Welcome to Advice for Impatient Foodies, R29's new cooking column. Each week, our executive food editor and Impatient Foodie founder, Elettra Wiedemann, will tackle any and all questions you might have about food. Seriously, no query is too big or too small. And don't be embarrassed! We've all had moments in the kitchen when we had no idea WTF was going on and wished we could ask someone other than Google for some pointers. So whether you need help frying an egg, knowing when your chicken is done, or deciding what to make for dinner, we've got your back.
What is the difference between yeast, baking soda, and baking powder? I am so glad you asked this question. Okay, so the main difference between baking soda, baking powder, and yeast is...um...I actually have no idea. In times like this, I turn to my cooking and baking guru friend Yasmina Jacobs of EatMakeCelebrate to explain. She helped it all make sense:
"Yeast, baking soda, and baking powder are all leavening agents used in baking. Yeast reacts with sugar, causing it to ferment. The fermentation then results in the production of carbon dioxide. The carbon dioxide gets trapped in bread dough and becomes little air bubbles responsible for making bread rise.
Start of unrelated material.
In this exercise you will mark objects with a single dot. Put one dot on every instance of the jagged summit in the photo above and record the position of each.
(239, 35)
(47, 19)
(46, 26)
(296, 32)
Yeast is ideal for bread-making, because the rise happens before baking — giving you more control over the finished product — but it does require time. "For cakes, muffins, pancakes, or any other baked goods that go straight into the oven without rising, baking soda or baking powder are the way to go. Baking soda (scientific name: sodium bicarbonate) also creates carbon dioxide, and although it doesn't need resting time to start working, it does need acid. Baking soda is great for recipes that have built-in acidic elements, like lemon or buttermilk — without them, baking soda leaves behind a distinctive taste. "Baking powder is baking soda mixed with a few extra ingredients, including an acid. When you're baking a recipe that doesn't call for any acids, baking powder provides the rising power of baking soda and takes care of the chemistry part for you. Baking powder is only fully activated by heat, which is why a cake rises in the oven and not on your countertop, the way bread does." Thanks, Yasmina!